Conditional probability drawing two balls from an urn.

1. Sep 13, 2011

Hodgey8806

1. The problem statement, all variables and given/known data
An urn contains four colored balls: two orange and two blue. Two balls are selected at random without replacemen, and you are told that at least one of them is orange. What is the probability that the other ball it orange?

2. Relevant equations
Now, we have been studying P(A|B) meaning the probability of A given the B has already happened.

3. The attempt at a solution
Now, my book ends up with a solution of 1/5. But I have no idea how. I said since you know that one of the balls is definitely orange, then you have 3 balls to choose from. So if I want to do it technically (1C1) / (3C1) = 1/3 (C stands for the combination) . However, it's just a quite logical problem in my opinion.

So who is correct? Me or the book? Thanks! I would love to know how to get 1/5 if I am wrong.
1. The problem statement, all variables and given/known data

2. Relevant equations

3. The attempt at a solution

2. Sep 13, 2011

Dick

The problem is small enough to just do exhaustively. Suppose the orange balls are o1 and o2 and the blue balls are b1 and b2. There are six possible ways to draw, {o1,o2}, {o1,b1}, {o1,b2}, {o2,b1}, {o2,b2} and {b1,b2}. 4C2. In how many of them is at least one ball orange? In how many of them is the second ball also orange? Now write that in combinatorial notation so you know how to do the same problem with larger numbers.

3. Sep 14, 2011

Hodgey8806

Well I'm an idiot. Lol, I don't know why I didn't think of it in this way. I got the combinatorial notation as (1C1)(2C0)/(5C1)

4. Sep 14, 2011

Dick

That works numerically, but I don't see the logic. Where did 5C1 come from?

5. Sep 14, 2011

Hodgey8806

Well, I just said (5c1) is the ways in which we can choose a set from 5 different sets. Another I have been doing problem is to say that I was say wanting the double orange set on the 2nd try. So I changed the combinatoric formula to [(1C0)(4C1)/(5C1)]*(1/4)

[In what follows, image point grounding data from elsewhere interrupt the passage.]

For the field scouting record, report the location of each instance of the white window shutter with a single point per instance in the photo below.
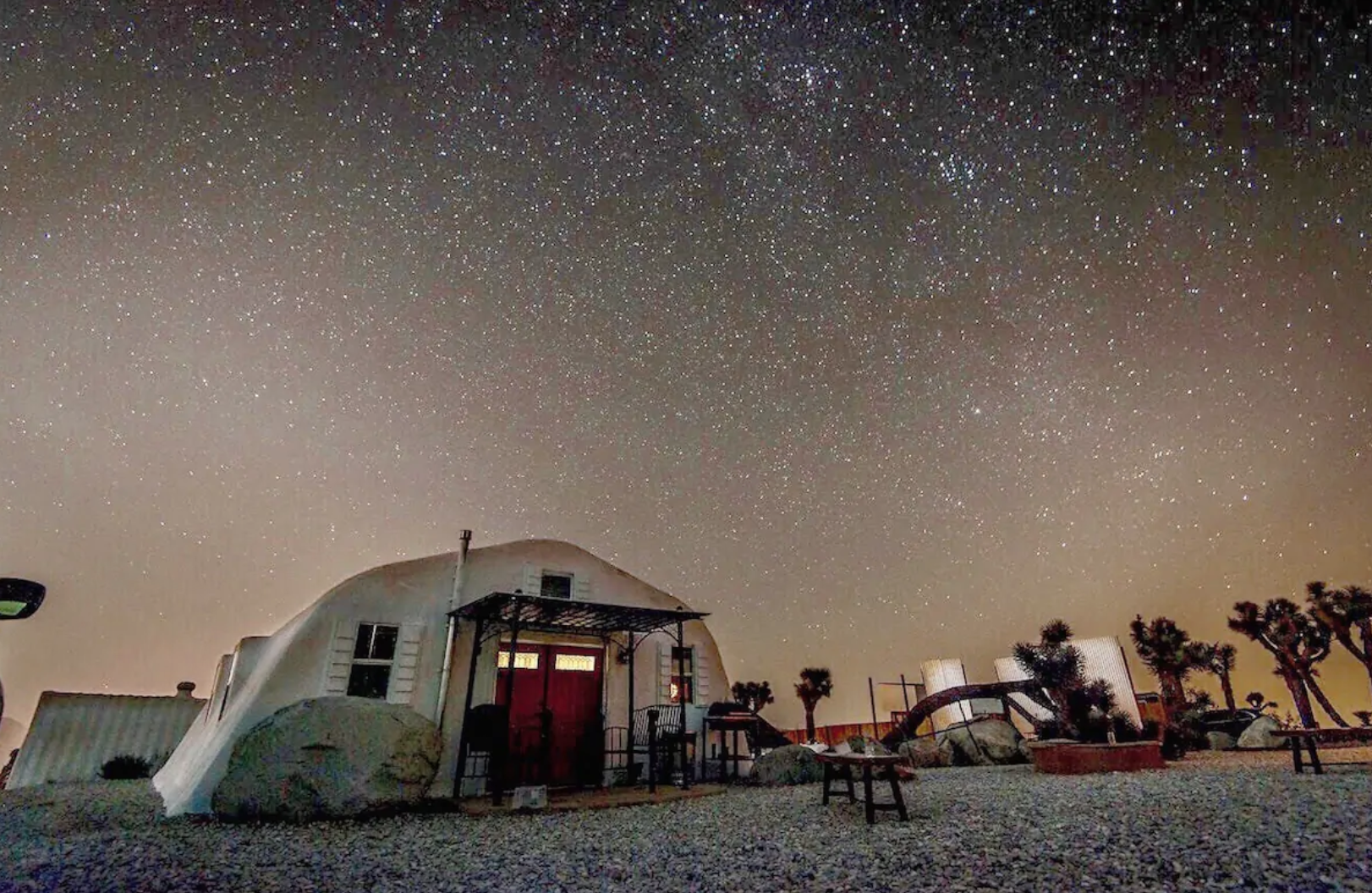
(339, 661)
(701, 677)
(533, 583)
(664, 672)
(406, 661)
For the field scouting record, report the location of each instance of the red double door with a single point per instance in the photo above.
(556, 736)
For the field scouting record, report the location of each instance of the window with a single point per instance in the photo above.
(556, 586)
(523, 660)
(372, 657)
(575, 663)
(683, 675)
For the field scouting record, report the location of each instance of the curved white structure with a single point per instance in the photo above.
(384, 631)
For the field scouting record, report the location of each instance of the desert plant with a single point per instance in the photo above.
(125, 767)
(754, 696)
(1221, 660)
(815, 683)
(1081, 708)
(1171, 655)
(1297, 642)
(1345, 612)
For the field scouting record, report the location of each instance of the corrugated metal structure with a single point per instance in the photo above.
(1100, 659)
(74, 734)
(947, 674)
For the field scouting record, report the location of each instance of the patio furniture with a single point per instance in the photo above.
(838, 767)
(659, 737)
(1310, 737)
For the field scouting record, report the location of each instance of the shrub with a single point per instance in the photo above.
(125, 767)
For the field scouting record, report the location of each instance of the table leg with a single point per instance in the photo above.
(866, 792)
(1314, 758)
(896, 796)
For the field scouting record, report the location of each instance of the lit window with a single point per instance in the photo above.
(683, 675)
(523, 660)
(556, 586)
(372, 657)
(575, 663)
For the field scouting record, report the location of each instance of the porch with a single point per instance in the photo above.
(549, 720)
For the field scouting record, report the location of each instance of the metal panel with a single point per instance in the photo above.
(946, 674)
(74, 734)
(1100, 659)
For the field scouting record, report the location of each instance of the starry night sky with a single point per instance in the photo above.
(881, 333)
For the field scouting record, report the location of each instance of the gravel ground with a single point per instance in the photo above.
(1213, 822)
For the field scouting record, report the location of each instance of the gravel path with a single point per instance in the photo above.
(1205, 825)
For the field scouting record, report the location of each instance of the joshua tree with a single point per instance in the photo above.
(1083, 708)
(1168, 650)
(1297, 642)
(754, 696)
(1223, 657)
(815, 683)
(1345, 613)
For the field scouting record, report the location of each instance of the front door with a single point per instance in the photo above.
(556, 712)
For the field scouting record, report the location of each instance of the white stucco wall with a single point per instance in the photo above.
(295, 663)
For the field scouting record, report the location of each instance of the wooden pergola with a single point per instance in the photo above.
(515, 613)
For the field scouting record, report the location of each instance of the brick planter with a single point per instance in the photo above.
(1069, 758)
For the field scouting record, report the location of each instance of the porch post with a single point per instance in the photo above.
(467, 709)
(504, 747)
(681, 696)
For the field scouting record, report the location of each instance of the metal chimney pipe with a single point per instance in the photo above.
(453, 601)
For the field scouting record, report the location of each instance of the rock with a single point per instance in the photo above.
(330, 759)
(1259, 736)
(983, 742)
(793, 764)
(1221, 741)
(924, 753)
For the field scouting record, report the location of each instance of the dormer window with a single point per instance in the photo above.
(556, 586)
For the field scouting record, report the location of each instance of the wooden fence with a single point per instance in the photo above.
(836, 734)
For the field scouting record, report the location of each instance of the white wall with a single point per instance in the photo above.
(301, 660)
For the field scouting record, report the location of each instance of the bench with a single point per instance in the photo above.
(840, 767)
(1310, 737)
(660, 738)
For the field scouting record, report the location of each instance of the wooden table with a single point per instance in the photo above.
(840, 767)
(1323, 736)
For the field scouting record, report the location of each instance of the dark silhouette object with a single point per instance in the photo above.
(754, 696)
(1083, 709)
(19, 599)
(908, 727)
(127, 767)
(1345, 613)
(1297, 642)
(1169, 653)
(815, 683)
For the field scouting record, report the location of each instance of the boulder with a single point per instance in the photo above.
(332, 758)
(983, 742)
(1221, 741)
(924, 753)
(1259, 736)
(793, 764)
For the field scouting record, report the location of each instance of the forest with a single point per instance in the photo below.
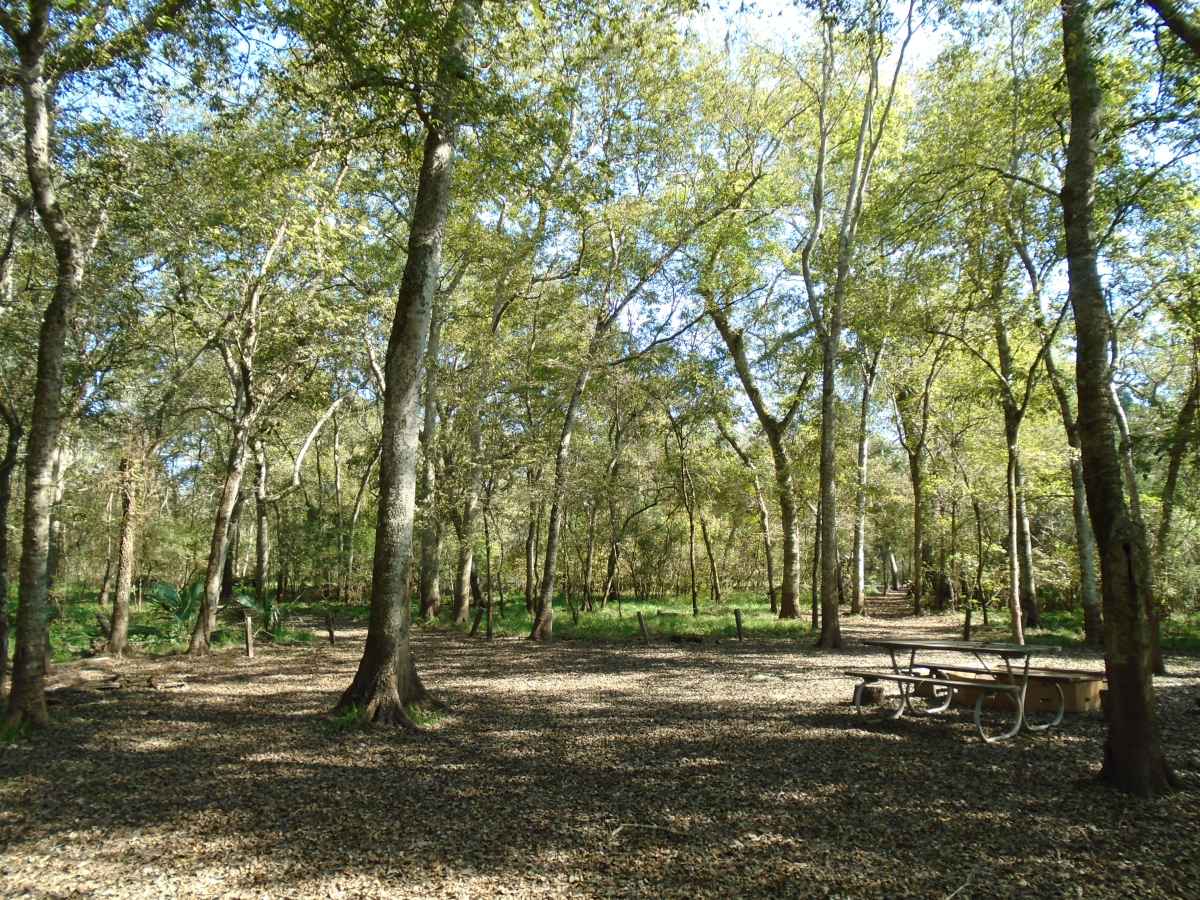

This is read as not choosing the double orange*choosing 1 from the orange-blue combination(remember that we are at the given that there must be at least one orange) divided by the number of combinations possible of choosing 1 from the set of all possibilities. And then I multiply by the probability that the 2nd position get the double orange. This method had been working on a few other problems with that kind of description. It seem to work for me. If I am wrong though, please help me :) Thank you very much for your input!

6. Sep 14, 2011

Dick

There is only one way to choose 2 orange balls, right? That's 2C2. Now how many ways to choose 1 orange ball? It's 2C1*(the number of ways to choose one blue ball), also ok? Can you fill it in from here? You are going to have to ADD the number of ways to pick 2 orange balls to the number of ways to pick 1 orange ball to get the number of ways of picking AT LEAST 1 orange ball.